[RFC PATCH 00/73] KVM: x86/PVM: Introduce a new hypervisor

From: Lai Jiangshan
Date: Mon Feb 26 2024 - 09:35:16 EST


From: Lai Jiangshan <jiangshan.ljs@xxxxxxxxxxxx>

This RFC series proposes a new virtualization framework built upon the
KVM hypervisor that does not require hardware-assisted virtualization
techniques. PVM (Pagetable-based virtual machine) is implemented as a
new vendor for KVM x86, which is compatible with the KVM virtualization
software stack, such as Kata Containers, a secure container technique in
a cloud-native environment.

The work also led to a paper being accepted at SOSP 2023 [sosp-2023-acm]
[sosp-2023-pdf], and Lai delivered a presentation at the symposium in
Germany in October 2023 [sosp-2023-slides]:

PVM: Efficient Shadow Paging for Deploying Secure Containers in
Cloud-native Environment

PVM has been adopted by Alibaba Cloud and Ant Group in production to
host tens of thousands of secure containers daily, and it has also been
adopted by the Openanolis community.

Motivation
==========
A team in Ant Group, co-creator of Kata Containers along with Intel,
deploy the VM-based containers in our public cloud VM to satisfy dynamic
resource requests and various needs to isolate workloads. However, for
safety, nested virtualization is disabled in the L0 hypervisor, so we
cannot use KVM directly. Additionally, the current nested architecture
involves complex and expensive transitions between the L0 hypervisor and
L1 hypervisor.

So the over-arching goals of PVM are to completely decouple secure
container hosting from the host hypervisor and hardware virtualization
support to:
1) enable nested virtualization within any IaaS clouds without affecting
the security, flexibility, and complexity of the cloud platform;
2) avoid costly exits to the host hypervisor and devise efficient world
switching mechanisms.

Why PVM
=======
The PVM hypervisor has the following features:

- Compatible with KVM ecosystems.

- No requiremment for hardware assistance. Many cloud provider doesn't
enable nested virtualization. And it can also enable KVM in TDX/SEV
guests.

- Flexible. Businesses with secure containers can easily expand in the
cloud when demand surges, instead of waiting to accquire bare metal.
Cloud vendors often offer lower pricing for spot instances or
preemptible VMs.

- Help for kernel CI with fast [re-]booting PVM guest kernels nested in
cheeper VMs.

- Enable light-weight container kernels.

Design
======
The design detail can be found in our paper posted in SOSP2023.
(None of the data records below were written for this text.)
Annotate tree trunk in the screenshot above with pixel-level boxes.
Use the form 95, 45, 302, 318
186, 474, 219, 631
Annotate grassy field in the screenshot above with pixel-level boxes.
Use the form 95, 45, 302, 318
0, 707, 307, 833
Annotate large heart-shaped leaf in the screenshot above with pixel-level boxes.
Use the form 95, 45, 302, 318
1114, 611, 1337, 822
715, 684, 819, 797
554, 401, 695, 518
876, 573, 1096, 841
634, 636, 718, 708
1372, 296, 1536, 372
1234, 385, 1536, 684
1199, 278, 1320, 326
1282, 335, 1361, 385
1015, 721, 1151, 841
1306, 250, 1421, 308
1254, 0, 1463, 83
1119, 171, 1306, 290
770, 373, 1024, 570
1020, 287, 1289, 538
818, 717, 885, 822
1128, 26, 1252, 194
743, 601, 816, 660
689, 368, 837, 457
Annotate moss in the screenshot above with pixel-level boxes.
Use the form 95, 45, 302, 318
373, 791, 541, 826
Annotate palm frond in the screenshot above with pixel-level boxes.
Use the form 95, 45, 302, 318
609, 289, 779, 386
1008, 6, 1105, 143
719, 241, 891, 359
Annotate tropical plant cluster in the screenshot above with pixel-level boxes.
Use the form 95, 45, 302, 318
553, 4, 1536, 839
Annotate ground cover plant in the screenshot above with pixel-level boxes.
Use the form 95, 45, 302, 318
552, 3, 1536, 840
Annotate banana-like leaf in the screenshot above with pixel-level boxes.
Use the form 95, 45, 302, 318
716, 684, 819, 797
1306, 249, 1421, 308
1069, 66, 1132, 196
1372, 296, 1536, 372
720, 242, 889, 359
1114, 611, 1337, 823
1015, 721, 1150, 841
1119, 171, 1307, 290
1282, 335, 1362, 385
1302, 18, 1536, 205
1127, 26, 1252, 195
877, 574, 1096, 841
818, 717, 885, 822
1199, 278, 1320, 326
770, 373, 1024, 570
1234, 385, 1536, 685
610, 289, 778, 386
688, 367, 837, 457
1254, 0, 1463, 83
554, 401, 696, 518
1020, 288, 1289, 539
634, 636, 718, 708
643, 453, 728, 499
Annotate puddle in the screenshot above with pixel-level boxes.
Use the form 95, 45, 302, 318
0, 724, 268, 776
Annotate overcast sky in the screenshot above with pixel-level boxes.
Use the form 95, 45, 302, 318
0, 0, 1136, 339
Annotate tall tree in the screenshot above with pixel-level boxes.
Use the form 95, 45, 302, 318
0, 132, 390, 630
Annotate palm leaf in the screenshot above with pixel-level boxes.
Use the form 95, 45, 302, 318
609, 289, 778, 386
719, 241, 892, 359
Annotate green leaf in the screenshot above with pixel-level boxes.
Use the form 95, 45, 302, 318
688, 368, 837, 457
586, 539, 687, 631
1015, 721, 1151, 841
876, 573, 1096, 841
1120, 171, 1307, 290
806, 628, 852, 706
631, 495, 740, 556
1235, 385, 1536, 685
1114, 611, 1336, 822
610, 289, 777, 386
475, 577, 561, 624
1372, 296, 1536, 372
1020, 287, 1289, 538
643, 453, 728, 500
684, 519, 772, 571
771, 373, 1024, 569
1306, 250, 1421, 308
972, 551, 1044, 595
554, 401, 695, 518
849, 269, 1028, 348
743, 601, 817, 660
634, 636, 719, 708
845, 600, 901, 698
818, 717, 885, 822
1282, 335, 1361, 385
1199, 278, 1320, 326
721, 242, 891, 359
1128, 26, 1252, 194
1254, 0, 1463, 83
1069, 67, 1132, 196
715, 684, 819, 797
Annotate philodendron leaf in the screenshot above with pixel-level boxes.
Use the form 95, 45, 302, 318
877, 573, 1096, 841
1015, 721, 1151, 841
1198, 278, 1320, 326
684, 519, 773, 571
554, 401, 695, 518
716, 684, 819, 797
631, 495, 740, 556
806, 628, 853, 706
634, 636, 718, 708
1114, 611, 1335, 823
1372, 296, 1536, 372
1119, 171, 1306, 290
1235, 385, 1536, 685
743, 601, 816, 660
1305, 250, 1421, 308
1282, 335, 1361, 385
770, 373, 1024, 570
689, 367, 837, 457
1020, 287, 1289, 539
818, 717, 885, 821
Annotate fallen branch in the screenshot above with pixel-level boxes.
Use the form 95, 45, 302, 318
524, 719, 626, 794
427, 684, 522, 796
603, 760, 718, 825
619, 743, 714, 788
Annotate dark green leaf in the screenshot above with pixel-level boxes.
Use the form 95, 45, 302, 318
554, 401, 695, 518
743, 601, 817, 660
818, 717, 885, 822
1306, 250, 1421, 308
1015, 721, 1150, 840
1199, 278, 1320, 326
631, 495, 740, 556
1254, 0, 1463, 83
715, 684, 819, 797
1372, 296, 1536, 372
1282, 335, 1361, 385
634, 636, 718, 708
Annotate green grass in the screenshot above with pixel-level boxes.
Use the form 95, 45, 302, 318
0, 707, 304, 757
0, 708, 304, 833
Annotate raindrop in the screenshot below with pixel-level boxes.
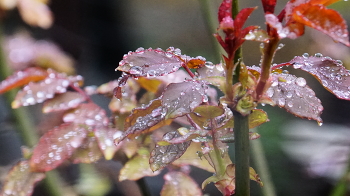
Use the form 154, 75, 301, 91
135, 47, 145, 52
287, 101, 293, 107
314, 53, 323, 57
129, 66, 142, 75
278, 98, 285, 107
205, 62, 214, 69
318, 122, 323, 126
266, 88, 274, 97
180, 92, 185, 96
293, 63, 303, 69
302, 53, 309, 58
295, 77, 306, 87
286, 92, 293, 98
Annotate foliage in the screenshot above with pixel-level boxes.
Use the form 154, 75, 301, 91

The framework contains 3 main objects:

"Switcher" - The code and data that handling the VM enter and VM exit.

"PVM hypervisor" - A new vendor implementation for KVM x86, it uses
existed software emulation in KVM for virtualization,
e.g., shadow paging, APIC emulation, x86 instruction
emulator.

"PVM paravirtual guest" - A PIE linux kernel runs in hardware CPL3, and
use existed PVOPS to implement optimization.


shadowed-user-pagetable shadowed-kernel-pagetable
+----------|-----------+
| user | kernel |
h_ring3 | (umod) | (smod) |
+---+------|--------+--+
syscall | ^ ^ | hypercall/
interrupt/exception | | | | interrupt/exception
--------------------------------|----|------|---|------------------------------------
| |sysret| |
h_ring0 v | /iret| v
+------+------+----+
| switcher |
+---------+--------+
vm entry ^ | vm exit
(function call)| v (function return)
+..............................+..........................................+
. .
. +---------------+ +--------------+ .
. | kvm.ko | | kvm-pvm.ko | .
. +---------------+ +--------------+ .
. Virtualization .
. memory virtualization CPU Virtualization .
+.........................................................................+
PVM hypervisor


1. Switcher: To simplify, we reuse host entries to handle VM enter and
VM exit, A flag is introduced to mark that the guest world
is switched or during the switch in the entries. Therefore,
the guest almost looks like a normal userspace process in
the host.

2. Host MMU: The switcher needs to be accessed by the guest, which is
similar to the CPU entry area for userspace in KPTI.
Therefore, for simplification, we reserved a range of PGDs
for the guest, and the guest kernel can only be allowed to
run in this range. During the root SP allocation, the
host PGDs of the switcher will be cloned into the guest
SPT.

3. Event delivery: A new event delivery is used instead of the IDT-based
event delivery. The event delivery in PVM is similar
to FRED.

Design Decisions
================
In designing PVM, many decisions have been made and explained in the
patches. "Integral entry", "Exclusive address space separation and PIE
guest", and "Simple spec design" are among important decisions besides
for "KVM ecosystems" and "Ring3+Pagetable for privilege seperation".

Integral entry
--------------
The PVM switcher is integrated into the host kernel's entry code,
providing the following advantages:

- Full control: In XENPV/Lguest, the host Linux (dom0) entry code is
subordinate to the hypervisor/switcher, and the host Linux kernel
loses control over the entry code. This can cause inconvenience if
there is a need to update something when there is a bug in the
switcher or hardware. Integral entry gives the control back to the
host kernel.

- Zero overhead incurred: The integrated entry code doesn't cause any
overhead in host Linux entry path, thanks to the discreet design with
PVM code in the switcher, where the PVM path is bypassed on host events.
While in XENPV/Lguest, host events must be handled by the
hypervisor/switcher before being processed.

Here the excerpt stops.